I was telling DD the other day that I feel foreign when I am in the US so I am going to explain why that is, if I can. The sense of not belonging there seems to come from the fact that I was not in the US on the 11th of September and I have not been there for what has happened in the aftermath. I don’t understand the sudden burst of overt patriotism, which looks very strange when seen from a continent where flag-waving only normally goes with international sporting events. I don’t understand the fear factor and why it is that the “threat” seems to have been blown out of proportion. I am not sure that I know what the Department of Homeland Security actually does.
(Monkey and I saw Tom Ridge in a pub in London last January. I had to convince Monkey that the secret service men would be able to get to him faster than he would be able to get his dinner knife firmly inserted into Ridge’s neck.)
My big sister got married (for the 2nd time) in August of 2002. It was my second trip back to the US since 9/11. We were having a family dinner the night before the wedding and I was pissed off at my sister, for reasons I won’t go into at this time. The reason I had a gun in my handbag also had nothing to do with the current topic; luckily (unfortunately?) my little brother-in-law had not asked me to also hold his ammunition. It was actually a nice dinner during which I mostly just ignored my big sister and chatted with my nephew and my little sister, who were on either side of me. After dinner I ordered an espresso, which was served with a twist of lemon on the saucer. I drink espresso regularly and had never, except in the film Beverly Hills Cop, seen a twist of lemon anywhere near it.
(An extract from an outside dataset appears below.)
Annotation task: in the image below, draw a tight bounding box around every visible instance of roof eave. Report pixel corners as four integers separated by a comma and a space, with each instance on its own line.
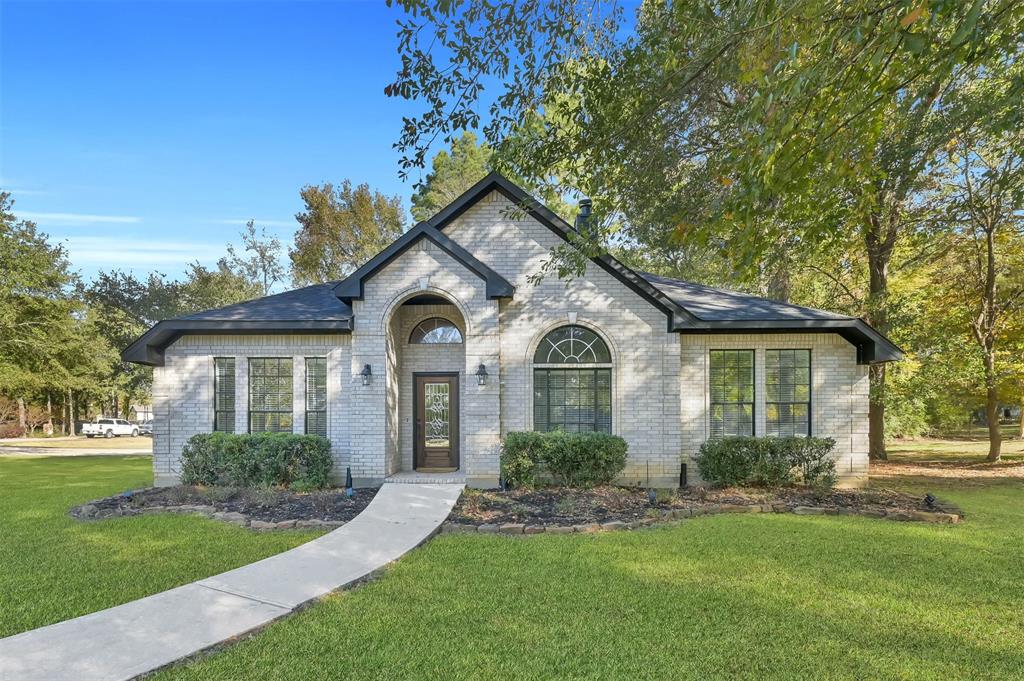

So I said, without really thinking and to no one in particular, “Oh, lemon, hmm, must be an American thing.”
And my new brother-in-law’s cousin that was sitting on the other side of my little sister, said nastily (and rather unfairly, I thought), “If you don’t like it here, why don’t you go back to Europe?”
And I was beaten. I should have had a go at her and called her all kinds of nasty words (I have loads stored up for occasions such as these) but instead I apologised and explained that I had not meant to cause any offence. That was it: that was the moment I realised that I had no idea what was going on in the US.
The next day my little brother-in-law explained to me that things had become different since 9/11, and that people really believed the rhetoric about “if you are not with us then you are with the terrorists,” and anything can and will be misconstrued as being un-American. And I had thought Joseph McCarthy was dead.
2 comments:
"Patriotism is the last refuge of scoundrals."
The problem is that democracy is working just as it should, because it is nothing more than mob rule. It's 51% telling 49% what to do. Currently, GW's mob is in control and after the 2008 election another mob will be in control.
As for the "America, love it or leave it" bromide, I'd just as soon bitch-slap the person that uses it. Apparently, the immoral, criminal, parasitic rulers and their sychophants can stay, but the rest of us have to bug out. I may just take them up on their offer one of these days.
It's too bad about the US being so damn paranoid. It's more difficult for us Canadians to cross the border. Before GW Bush jr. I felt like we were friends and neighbours hopping over to borrow sugar and now I feel like it's never a good time to come by and say hi or they slam the door in my face.